Mulai Bekerja

"Apa maksud kamu, Dek? Sudahlah, pulanglah, aku tidak tau di mana tempat kemeja, tempat kaos kaki, tempat celanaku, di mana? Kamu sengaja agar aku tidak bekerja?"

"Kamu tunggu saja, Mas. Karena sebentar lagi akan ada yang membantumu, tunggulah sebentar," jawabku.

"Kamu tidak usah banyak bicara lagi, Dek. Pulang sekarang! Aku tidak ingin kamu bekerja! Aku tidak ridho!"

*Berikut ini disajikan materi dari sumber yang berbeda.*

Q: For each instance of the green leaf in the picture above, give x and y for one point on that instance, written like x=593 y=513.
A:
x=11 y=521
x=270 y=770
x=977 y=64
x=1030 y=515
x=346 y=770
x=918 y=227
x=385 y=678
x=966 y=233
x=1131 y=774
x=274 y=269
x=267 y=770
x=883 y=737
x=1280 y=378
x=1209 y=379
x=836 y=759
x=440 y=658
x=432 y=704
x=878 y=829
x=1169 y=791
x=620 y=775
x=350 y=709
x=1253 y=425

"Baik, aku akan berhenti, tapi kembalikan semua uang THRmu, Mas! Aku mau semuanya, kamu bisa?"


"Kamu sudah gil*, Dek? Mana bisa seperti itu? Kamu mau buat aku malu? Seperti orang yang tidak punya uang saja mau meminta-minta!"

"Ya sudah, kalau seperti itu jangan menyuruhku pulang!" jawabku langsung memutuskan panggilan.

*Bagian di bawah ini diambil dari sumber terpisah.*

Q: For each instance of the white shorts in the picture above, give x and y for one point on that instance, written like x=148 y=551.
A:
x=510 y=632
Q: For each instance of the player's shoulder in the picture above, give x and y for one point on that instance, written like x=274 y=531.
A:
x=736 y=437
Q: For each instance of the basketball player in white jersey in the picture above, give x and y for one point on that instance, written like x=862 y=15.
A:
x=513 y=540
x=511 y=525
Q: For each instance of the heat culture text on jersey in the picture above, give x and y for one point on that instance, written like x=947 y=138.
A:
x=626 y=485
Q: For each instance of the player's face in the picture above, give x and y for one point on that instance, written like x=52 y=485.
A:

Mungkin aku akan dicap sebagai istri durhaka, tapi kali ini aku akan menutup telinga, aku tidak ingin anakku menjadi bahan tertawaan keluarga Mas Imron lagi, sudah cukup tahun lalu.

Aku kembali bekerja, dan ponselku kembali berdering.

Mas Imron lagi.

Aku menerima panggilan tersebut.

"Dek, kenapa kamu menyuruh Mbak Hesti datang kemari?" Mas Imron pasti terkejut dengan kedatangan kakaknya itu.

"Oh sudah datang, tolong berikan ponsel kepada Mbak Hesti, Mas," pintaku.

Tidak lama dan suara Mbak henti terdengar.

"Kenapa kamu menyuruhku datang kemari?"

"Mbak, tolong ambilkan kaos kaki Mas Imron di lemari kamar bagian bawah, dan langsung pakaian, jangan lupa semir sepatu Mas Imron, juga sediakan tas kerja Mas Imron ada di kamar yang satunya--"

"Tunggu, kenapa kamu menyuruhku menyiapkan keperluan Imron? Dia kan suamimu, kenapa kamu malah menyuruhku, hah? Aku juga punya suami dan anak yang harus aku urus!"

"Nggak apa-apa, Mbak, kan Mas Imron juga tetap mengurus Mbak walau sudah beristri dan memiliki anak. Mas Imron juga selalu membantu Mbak memenuhi kebutuhan anak-anak, Mbak, jadi sekarang Mbak mengurus Mas Imron juga dong, oh yah, jangan lupa buatan anak kami telur dadar yah, Mbak, jangan pakai cabe, cukup bawang merah saja," jawabku.

"Nggak--"

"Jangan menolak, Mbak, nanti kalau Mas Imron tidak bekerja, dia tidak akan memberikan uang gajinya untuk Mbak, jadi lebih baik sekarang Mbak mengurus Mas Imron yah, aku sibuk, assalamualaikum." Aku segera memutuskan panggilan.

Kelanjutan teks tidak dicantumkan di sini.